Borrowers should be sure to discuss if they already do business with a financial institution, in order to secure a better mortgage rate deal. For example, Bank of America Corporation offers reduced fees based on the amount of cash a customer keeps in a Bank of America banking account or a Merrill Lynch investment account.

Lastly, a borrower can create a bidding war, by disclosing the better rates offered by competitors – especially in down markets. 

6. Get It in Writing

Borrowers that are happy with the proposed terms should request written lock-ins or “rate locks” on the LE, that includes the agreed upon rate, the time period of the loan, and the number of points (if any) to be paid. Most lenders charge a nonrefundable fee for locking in these terms, but given the speed bumps that can occur on the road to approval, it’s often well worth it.

After settling on a particular lender, a borrower then obtains a pre-approval letter, which is a legally binding agreement to lend money, that lenders grant borrowers, after all income verification, credit checks, and funding are secured.

7. Picking the Best Rate

Borrowers can cultivate an idea of what lenders are generally offering, by conducting digital searches and using mortgage rate calculators. (For more, see Finding the Best Mortgage Rates.) However, it’s important to note that interest rates fluctuate, and that different lenders may offer promotions for certain loan products. 

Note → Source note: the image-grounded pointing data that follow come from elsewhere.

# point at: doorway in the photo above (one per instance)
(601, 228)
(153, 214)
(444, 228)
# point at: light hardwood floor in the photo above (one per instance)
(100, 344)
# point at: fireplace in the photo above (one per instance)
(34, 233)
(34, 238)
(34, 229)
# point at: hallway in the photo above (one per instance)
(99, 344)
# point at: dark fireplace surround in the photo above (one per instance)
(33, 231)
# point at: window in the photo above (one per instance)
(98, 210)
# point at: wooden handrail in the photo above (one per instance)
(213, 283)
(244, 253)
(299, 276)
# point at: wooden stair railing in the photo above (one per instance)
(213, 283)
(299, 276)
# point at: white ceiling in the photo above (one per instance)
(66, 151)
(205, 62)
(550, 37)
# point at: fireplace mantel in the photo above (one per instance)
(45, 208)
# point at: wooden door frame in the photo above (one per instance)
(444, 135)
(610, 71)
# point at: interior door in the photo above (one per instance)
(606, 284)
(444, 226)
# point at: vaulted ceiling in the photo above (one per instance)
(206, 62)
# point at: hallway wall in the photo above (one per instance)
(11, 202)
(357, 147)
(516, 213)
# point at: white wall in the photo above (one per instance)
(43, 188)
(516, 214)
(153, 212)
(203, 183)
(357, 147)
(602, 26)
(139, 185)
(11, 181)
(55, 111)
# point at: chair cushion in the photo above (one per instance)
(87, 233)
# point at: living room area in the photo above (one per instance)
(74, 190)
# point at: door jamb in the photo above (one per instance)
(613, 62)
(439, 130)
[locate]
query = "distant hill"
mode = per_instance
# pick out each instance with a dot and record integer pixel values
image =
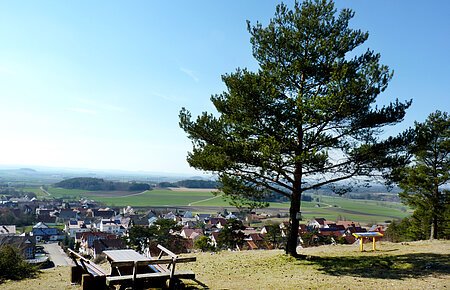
(99, 184)
(27, 170)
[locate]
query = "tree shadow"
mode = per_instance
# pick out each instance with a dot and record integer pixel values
(385, 267)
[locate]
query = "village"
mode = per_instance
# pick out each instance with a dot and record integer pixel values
(90, 229)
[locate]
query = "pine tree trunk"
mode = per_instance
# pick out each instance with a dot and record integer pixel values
(434, 226)
(291, 246)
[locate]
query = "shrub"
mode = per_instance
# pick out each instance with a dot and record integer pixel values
(13, 266)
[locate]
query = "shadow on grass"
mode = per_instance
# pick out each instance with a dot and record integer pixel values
(384, 266)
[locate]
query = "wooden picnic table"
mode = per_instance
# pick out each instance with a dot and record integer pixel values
(129, 268)
(367, 235)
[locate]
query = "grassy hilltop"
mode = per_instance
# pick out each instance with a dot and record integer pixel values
(415, 265)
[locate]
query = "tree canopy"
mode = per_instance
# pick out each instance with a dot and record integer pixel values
(306, 119)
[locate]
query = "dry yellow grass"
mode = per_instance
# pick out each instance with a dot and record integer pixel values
(417, 265)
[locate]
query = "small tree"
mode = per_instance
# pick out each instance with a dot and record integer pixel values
(424, 180)
(231, 235)
(204, 244)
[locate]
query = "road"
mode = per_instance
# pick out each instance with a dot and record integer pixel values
(57, 255)
(44, 191)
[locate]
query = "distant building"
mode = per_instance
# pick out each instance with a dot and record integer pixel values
(9, 230)
(25, 244)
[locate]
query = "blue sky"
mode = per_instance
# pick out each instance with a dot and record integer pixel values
(99, 84)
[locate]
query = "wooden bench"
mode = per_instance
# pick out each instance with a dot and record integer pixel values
(87, 273)
(164, 269)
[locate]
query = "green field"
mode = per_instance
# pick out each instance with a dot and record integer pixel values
(329, 207)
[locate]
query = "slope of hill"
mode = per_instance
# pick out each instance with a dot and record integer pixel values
(416, 265)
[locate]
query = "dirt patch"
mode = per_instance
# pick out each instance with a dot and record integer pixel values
(114, 193)
(185, 189)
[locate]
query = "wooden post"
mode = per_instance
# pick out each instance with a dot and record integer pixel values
(75, 274)
(87, 282)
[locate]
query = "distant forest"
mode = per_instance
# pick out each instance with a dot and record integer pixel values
(99, 184)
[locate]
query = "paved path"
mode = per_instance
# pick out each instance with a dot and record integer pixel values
(203, 200)
(57, 255)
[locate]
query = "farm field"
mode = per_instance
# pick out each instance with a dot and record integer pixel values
(329, 207)
(415, 265)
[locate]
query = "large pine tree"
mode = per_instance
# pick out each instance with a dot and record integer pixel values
(305, 119)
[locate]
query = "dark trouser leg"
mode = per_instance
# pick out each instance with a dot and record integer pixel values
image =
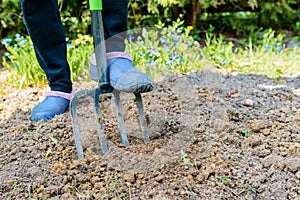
(115, 17)
(44, 26)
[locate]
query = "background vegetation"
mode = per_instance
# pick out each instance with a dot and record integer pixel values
(239, 17)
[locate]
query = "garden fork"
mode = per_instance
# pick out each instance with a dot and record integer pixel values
(104, 87)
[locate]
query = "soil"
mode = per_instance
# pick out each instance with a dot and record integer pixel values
(212, 136)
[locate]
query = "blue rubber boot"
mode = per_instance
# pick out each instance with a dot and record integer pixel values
(124, 76)
(49, 108)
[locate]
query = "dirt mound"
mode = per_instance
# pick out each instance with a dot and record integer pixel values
(212, 136)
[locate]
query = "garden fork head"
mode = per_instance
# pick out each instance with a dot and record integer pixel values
(104, 87)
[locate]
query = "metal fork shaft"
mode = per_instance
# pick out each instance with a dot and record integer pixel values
(120, 118)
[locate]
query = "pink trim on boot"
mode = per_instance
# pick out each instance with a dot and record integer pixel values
(64, 95)
(111, 55)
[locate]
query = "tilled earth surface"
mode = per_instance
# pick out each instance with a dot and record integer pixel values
(212, 136)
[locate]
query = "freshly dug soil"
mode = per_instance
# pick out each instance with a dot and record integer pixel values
(212, 136)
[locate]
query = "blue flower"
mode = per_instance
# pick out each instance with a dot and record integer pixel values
(152, 52)
(173, 56)
(224, 63)
(6, 41)
(142, 54)
(130, 38)
(167, 48)
(162, 39)
(69, 45)
(18, 36)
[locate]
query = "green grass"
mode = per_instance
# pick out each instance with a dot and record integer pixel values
(163, 50)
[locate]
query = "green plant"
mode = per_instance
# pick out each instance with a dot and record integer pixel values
(10, 18)
(21, 63)
(162, 50)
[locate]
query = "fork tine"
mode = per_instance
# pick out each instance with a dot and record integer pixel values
(120, 118)
(143, 122)
(100, 128)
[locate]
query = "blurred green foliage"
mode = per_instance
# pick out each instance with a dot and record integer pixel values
(239, 17)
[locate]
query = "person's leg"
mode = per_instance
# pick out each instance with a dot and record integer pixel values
(122, 73)
(42, 20)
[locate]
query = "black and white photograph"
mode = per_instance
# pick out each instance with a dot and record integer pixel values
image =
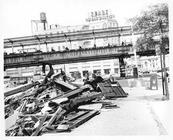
(86, 68)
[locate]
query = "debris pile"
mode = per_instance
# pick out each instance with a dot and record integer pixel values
(54, 105)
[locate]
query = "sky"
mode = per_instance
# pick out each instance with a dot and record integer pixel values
(16, 15)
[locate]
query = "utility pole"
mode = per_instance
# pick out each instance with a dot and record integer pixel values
(163, 67)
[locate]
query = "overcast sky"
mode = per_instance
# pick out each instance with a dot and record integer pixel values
(17, 14)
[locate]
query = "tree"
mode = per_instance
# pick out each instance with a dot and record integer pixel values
(152, 22)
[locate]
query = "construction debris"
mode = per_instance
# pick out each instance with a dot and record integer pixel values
(55, 105)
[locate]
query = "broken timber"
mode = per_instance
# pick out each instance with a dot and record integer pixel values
(112, 91)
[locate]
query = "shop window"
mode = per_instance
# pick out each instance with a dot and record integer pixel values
(116, 70)
(107, 71)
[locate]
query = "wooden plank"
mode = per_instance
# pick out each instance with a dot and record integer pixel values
(56, 115)
(40, 126)
(83, 119)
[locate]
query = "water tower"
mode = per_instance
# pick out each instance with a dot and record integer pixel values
(43, 19)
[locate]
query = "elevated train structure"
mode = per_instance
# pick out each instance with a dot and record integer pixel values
(70, 56)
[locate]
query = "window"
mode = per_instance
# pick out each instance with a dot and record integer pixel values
(97, 71)
(107, 71)
(116, 70)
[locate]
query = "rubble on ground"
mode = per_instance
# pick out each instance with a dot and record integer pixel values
(54, 105)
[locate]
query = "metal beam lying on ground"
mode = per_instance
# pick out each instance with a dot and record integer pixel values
(65, 84)
(18, 89)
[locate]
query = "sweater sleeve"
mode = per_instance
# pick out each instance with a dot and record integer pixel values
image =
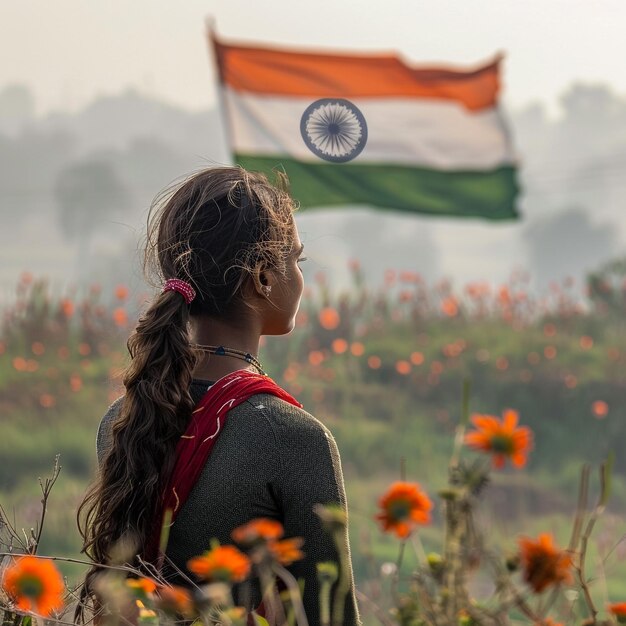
(311, 474)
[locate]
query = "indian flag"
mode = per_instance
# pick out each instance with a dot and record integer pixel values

8. Picking the Best Lender

When choosing a lender, customer service is key. After all, applying for a loan requires substantial paperwork and information collection. Having a reliable point of contact to answer questions goes a long way towards easing this onerous experience. This will also ensure approval schedules stay on track,and that all final documentation is signed and executed by all relevant parties, in a timely and efficient manner. 

9. The Online Option

Although human interaction is generally preferable, borrowers can save money by opting to deal strictly with online lenders, who theoretically have lower overhead and can offer consumers lower rates and fees. But borrowers who prefer handholding might do better with traditional lenders. 

The Bottom Line

Shopping for the best mortgage rate requires discipline and focus. Borrowers must thoroughly understand the terminology, choose the kind of mortgage that best suits them, and factor all costs and fees into their decisions. A mortgage is something borrowers will live with for years to come, therefore it’s crucial to choose wisely.